Getting Support When Things Break
When you do run into issues, the support process needs a few specific bits of information. The agent ID, tenant ID, environment ID, and session ID are all findable inside Agent Builder in the Help dropdown under Get Support. If the issue is in the agent preview pane, typing /debug in the chat box gives you diagnostic information to attach to your ticket.
This sounds trivial but it isn't. I've watched teams spend weeks back and forth with Microsoft support because nobody captured the right IDs at the time the issue happened. Train your support team to grab these first, before anything else, when an Agent Builder issue gets raised.
The Bottom Line
Agent Builder is genuinely useful and the governance story is more mature than people expect.

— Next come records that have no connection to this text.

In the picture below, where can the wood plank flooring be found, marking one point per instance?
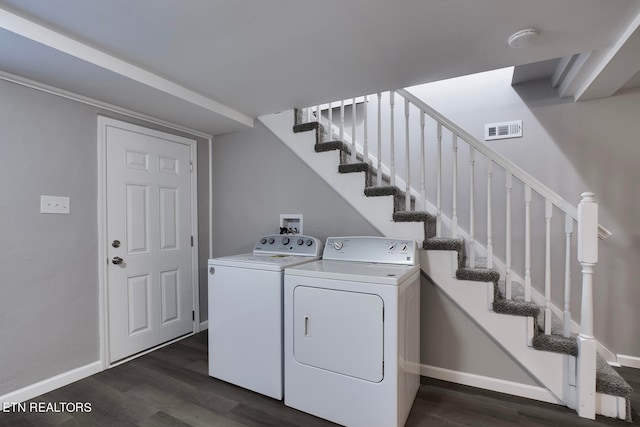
(171, 387)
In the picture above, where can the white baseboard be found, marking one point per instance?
(45, 386)
(488, 383)
(629, 361)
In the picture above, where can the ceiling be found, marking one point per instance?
(215, 65)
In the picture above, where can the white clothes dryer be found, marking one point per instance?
(352, 332)
(245, 311)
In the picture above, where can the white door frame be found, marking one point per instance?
(103, 301)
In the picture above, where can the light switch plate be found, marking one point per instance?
(55, 204)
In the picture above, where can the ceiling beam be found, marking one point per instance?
(55, 40)
(600, 74)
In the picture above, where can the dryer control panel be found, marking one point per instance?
(371, 249)
(288, 244)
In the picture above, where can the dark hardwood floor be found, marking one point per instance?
(171, 387)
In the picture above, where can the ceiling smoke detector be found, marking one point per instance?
(523, 38)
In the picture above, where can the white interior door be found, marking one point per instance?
(148, 217)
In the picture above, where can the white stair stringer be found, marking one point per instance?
(512, 335)
(350, 186)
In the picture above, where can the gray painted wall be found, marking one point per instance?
(256, 178)
(572, 148)
(49, 263)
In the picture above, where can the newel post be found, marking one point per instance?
(587, 346)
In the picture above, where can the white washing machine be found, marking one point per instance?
(352, 332)
(245, 311)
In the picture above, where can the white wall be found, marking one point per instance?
(570, 147)
(49, 263)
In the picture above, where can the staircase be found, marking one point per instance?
(560, 354)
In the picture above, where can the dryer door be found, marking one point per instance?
(339, 331)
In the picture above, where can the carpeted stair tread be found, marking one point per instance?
(305, 127)
(478, 274)
(385, 190)
(322, 147)
(515, 308)
(443, 244)
(608, 381)
(556, 344)
(412, 216)
(353, 167)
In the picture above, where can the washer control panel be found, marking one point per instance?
(289, 244)
(371, 249)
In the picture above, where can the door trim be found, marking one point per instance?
(103, 300)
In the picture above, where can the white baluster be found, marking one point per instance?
(548, 213)
(472, 228)
(489, 215)
(365, 140)
(392, 161)
(527, 243)
(342, 120)
(330, 117)
(454, 215)
(587, 345)
(439, 184)
(353, 130)
(568, 230)
(379, 177)
(507, 274)
(407, 197)
(423, 168)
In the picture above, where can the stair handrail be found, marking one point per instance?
(508, 165)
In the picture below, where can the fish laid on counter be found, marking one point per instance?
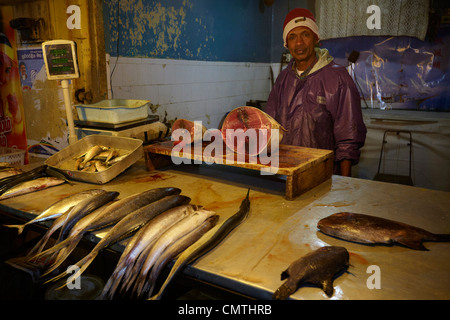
(58, 208)
(31, 186)
(82, 208)
(10, 182)
(9, 172)
(168, 238)
(368, 229)
(189, 256)
(64, 222)
(318, 267)
(97, 159)
(103, 217)
(179, 246)
(126, 227)
(129, 265)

The platform inherits your existing Microsoft 365 controls. The limitations are mostly things you can work around or accept. The bigger risk is rolling it out faster than your organisation can absorb the change.
For Australian businesses already on Microsoft 365 Copilot E3 or E5, the question isn't whether to enable Agent Builder. It's how to do it in a way that doesn't create an unmanageable sprawl of half-finished agents six months from now. Get that right and you've added a genuinely valuable capability with no additional licence cost. Get it wrong and you'll be cleaning up for the next two years.